Quote:
|
Originally Posted by wedgebert
Actually, there wouldn't be a fireball in space A nuke in space would just be a giant flash of light along with a massive release of non-visible radiation. A starship hull isn't going to help much against the radiation levels a nuke puts out (depending on yield of course). I might absorb a lot of the gamma radiation, but that's going to cause the hull itself to heat up and it can cause it to break apart as well. I'd wager that a kiloton nuke going off 100 meters from your hull is going to cause serious problems to both the hull and the crew inside.
|
True; the primary killing system is the sleet of radiation the device produces. There was a lot of work done on the design of space-initiated nuclear devices back in the old days of Nike-Zeus. The designs used a lot of tricks to up the radiation yield at the expense of the blast and thermal effects. One of them was to wrap the device in gold foil. The "explosive" effects of an initiation in space are astonishingly limited; 100 meters probably would protect a reasonably heavily-constructed space ship from damage from a 1 kiloton initiation.
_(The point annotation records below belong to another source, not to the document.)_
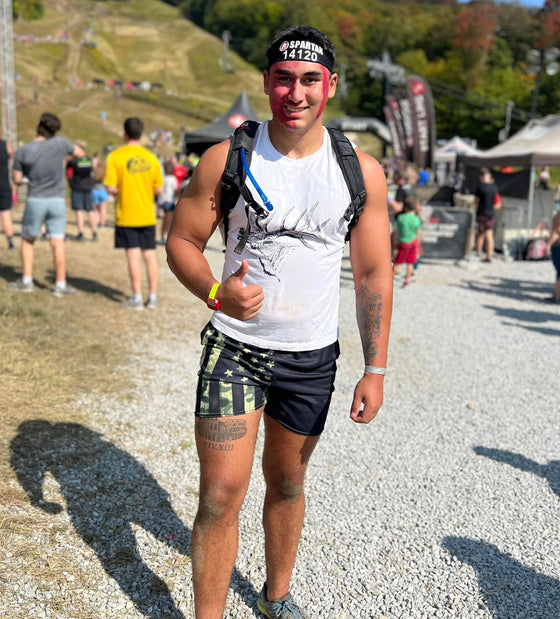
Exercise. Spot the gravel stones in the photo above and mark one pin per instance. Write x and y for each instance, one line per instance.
(445, 506)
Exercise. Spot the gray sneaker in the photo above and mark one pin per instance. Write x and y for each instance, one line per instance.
(283, 608)
(133, 303)
(60, 292)
(21, 286)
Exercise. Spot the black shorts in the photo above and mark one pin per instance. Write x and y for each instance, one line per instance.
(130, 238)
(82, 201)
(295, 388)
(5, 201)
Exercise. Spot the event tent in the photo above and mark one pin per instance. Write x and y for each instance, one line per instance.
(220, 128)
(450, 150)
(537, 144)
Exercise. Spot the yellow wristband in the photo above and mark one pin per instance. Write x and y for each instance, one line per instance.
(213, 291)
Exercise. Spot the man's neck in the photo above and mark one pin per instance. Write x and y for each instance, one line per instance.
(296, 144)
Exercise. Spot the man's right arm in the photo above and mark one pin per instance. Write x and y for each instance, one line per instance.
(195, 218)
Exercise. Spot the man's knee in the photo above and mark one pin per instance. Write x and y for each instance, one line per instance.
(221, 501)
(285, 489)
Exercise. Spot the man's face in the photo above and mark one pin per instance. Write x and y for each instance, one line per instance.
(298, 92)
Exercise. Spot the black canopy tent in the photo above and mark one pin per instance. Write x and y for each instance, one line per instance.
(220, 128)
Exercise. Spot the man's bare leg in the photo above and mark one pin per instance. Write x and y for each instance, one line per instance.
(489, 244)
(152, 268)
(135, 269)
(27, 256)
(285, 460)
(59, 257)
(225, 447)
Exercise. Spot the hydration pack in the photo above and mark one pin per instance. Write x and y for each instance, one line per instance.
(233, 179)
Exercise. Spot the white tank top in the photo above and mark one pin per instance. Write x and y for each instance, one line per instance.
(295, 252)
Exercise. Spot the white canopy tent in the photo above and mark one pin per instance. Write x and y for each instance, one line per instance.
(456, 146)
(536, 145)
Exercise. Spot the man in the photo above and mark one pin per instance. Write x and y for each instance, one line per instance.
(42, 161)
(404, 190)
(81, 181)
(133, 175)
(487, 200)
(272, 345)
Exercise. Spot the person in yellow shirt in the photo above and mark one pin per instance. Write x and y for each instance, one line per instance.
(133, 174)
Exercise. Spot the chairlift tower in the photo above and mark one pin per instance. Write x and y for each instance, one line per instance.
(7, 87)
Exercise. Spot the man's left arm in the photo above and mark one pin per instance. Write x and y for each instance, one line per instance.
(370, 256)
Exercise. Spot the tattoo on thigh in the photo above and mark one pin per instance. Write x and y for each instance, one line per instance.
(218, 434)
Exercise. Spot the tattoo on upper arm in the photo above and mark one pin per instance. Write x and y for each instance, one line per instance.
(219, 434)
(370, 311)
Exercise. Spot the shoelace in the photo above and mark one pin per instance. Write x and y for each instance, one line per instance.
(289, 610)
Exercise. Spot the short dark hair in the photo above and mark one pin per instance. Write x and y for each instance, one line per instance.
(409, 204)
(49, 125)
(307, 33)
(133, 127)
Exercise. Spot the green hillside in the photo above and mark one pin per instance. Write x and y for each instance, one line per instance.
(58, 57)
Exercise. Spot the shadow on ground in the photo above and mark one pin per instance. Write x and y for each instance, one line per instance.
(508, 588)
(519, 290)
(550, 471)
(11, 274)
(107, 490)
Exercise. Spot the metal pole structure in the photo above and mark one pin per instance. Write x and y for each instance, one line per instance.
(531, 198)
(8, 94)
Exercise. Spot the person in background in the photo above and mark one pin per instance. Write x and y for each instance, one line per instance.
(167, 198)
(487, 201)
(409, 228)
(133, 175)
(423, 177)
(544, 178)
(6, 192)
(99, 193)
(80, 179)
(553, 250)
(43, 161)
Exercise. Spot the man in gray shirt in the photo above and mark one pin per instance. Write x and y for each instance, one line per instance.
(42, 161)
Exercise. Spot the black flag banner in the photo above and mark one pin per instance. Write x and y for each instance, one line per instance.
(399, 126)
(395, 139)
(408, 125)
(423, 120)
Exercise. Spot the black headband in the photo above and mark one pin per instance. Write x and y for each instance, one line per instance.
(299, 50)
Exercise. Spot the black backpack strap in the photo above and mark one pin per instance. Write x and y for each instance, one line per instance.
(233, 177)
(352, 172)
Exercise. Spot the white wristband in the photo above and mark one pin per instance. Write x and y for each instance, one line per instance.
(372, 369)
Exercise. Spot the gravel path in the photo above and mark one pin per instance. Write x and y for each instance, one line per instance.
(447, 505)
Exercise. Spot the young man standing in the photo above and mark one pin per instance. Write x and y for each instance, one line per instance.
(271, 345)
(80, 178)
(133, 175)
(487, 200)
(42, 161)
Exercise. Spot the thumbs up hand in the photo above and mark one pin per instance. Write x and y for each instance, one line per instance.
(236, 299)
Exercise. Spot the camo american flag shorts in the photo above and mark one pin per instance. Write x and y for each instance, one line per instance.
(295, 388)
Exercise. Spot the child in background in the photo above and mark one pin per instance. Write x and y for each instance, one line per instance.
(408, 225)
(167, 198)
(99, 193)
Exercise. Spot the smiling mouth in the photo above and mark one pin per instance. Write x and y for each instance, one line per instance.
(294, 110)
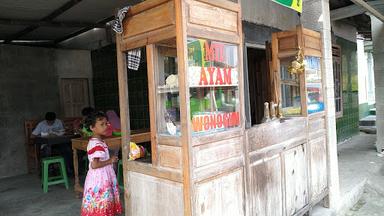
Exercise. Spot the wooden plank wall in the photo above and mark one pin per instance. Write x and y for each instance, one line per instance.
(139, 32)
(287, 170)
(154, 196)
(276, 171)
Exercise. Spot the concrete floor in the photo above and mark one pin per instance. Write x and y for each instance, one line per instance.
(22, 195)
(361, 171)
(361, 181)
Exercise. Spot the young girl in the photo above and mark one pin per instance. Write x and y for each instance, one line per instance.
(101, 193)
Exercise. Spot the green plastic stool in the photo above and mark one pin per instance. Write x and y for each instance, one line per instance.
(62, 178)
(120, 174)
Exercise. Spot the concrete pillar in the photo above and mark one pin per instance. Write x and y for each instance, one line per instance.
(333, 164)
(362, 70)
(316, 16)
(378, 58)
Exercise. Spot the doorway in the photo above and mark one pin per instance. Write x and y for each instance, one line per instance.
(258, 82)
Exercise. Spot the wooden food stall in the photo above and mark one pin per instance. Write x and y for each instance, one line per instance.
(204, 161)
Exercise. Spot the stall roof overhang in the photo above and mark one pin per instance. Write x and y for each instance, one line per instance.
(51, 23)
(356, 13)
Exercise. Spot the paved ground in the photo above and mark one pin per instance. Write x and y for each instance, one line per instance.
(22, 195)
(360, 167)
(370, 204)
(359, 164)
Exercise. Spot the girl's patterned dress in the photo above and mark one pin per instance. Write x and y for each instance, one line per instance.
(101, 192)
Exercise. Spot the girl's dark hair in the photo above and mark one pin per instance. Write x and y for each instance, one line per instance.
(92, 118)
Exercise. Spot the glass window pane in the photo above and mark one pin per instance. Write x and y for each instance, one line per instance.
(168, 104)
(314, 86)
(213, 82)
(290, 90)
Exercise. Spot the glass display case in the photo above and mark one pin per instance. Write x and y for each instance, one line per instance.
(315, 101)
(214, 86)
(290, 89)
(167, 89)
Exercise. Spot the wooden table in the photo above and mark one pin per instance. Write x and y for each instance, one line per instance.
(112, 142)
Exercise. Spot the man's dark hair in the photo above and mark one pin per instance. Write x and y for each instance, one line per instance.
(50, 116)
(86, 111)
(92, 118)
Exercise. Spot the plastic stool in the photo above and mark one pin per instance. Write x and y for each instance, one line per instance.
(120, 174)
(62, 178)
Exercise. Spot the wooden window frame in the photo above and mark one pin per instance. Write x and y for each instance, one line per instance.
(336, 58)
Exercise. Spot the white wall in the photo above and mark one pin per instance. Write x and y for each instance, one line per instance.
(75, 64)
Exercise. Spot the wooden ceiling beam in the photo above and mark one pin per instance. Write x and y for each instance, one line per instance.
(76, 33)
(48, 23)
(352, 10)
(49, 17)
(370, 9)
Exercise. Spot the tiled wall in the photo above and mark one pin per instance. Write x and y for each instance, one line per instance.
(106, 90)
(348, 124)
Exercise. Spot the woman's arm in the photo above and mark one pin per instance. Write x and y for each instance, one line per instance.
(97, 163)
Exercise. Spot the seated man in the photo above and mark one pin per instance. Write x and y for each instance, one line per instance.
(53, 126)
(50, 125)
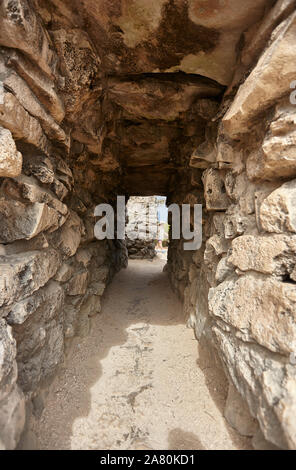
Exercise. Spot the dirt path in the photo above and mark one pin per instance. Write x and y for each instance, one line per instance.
(135, 382)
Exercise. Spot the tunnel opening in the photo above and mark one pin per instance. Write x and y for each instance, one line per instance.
(100, 99)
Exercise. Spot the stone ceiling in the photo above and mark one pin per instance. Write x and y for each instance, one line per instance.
(140, 79)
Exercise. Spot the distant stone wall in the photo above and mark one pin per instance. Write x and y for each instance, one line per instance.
(142, 215)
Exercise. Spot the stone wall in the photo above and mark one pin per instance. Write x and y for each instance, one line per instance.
(239, 289)
(142, 218)
(87, 112)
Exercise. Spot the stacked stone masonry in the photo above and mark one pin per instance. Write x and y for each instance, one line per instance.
(89, 113)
Unless the warhead was heavily doped using tricks, I believe the hull would provide enough protection to limit radiation damage to the crew. In Balance of Terror, the nuclear device used was IIRC a scuttling charge. So it was probably a pretty conventional device.
By the way. most of the radioactive product from an initiation comes from debris being sucked into the fireball. That ain't going to happen much in space. We never really worried much about gamma. If blast and flash are going to reduce a victim to the size and appearance of a McDonalds hamburger, irradiating them as well isn't a productive use of resources. As a friend of mine put it, it isn't the explosion that kills you, its the fall to the bottom of the crater.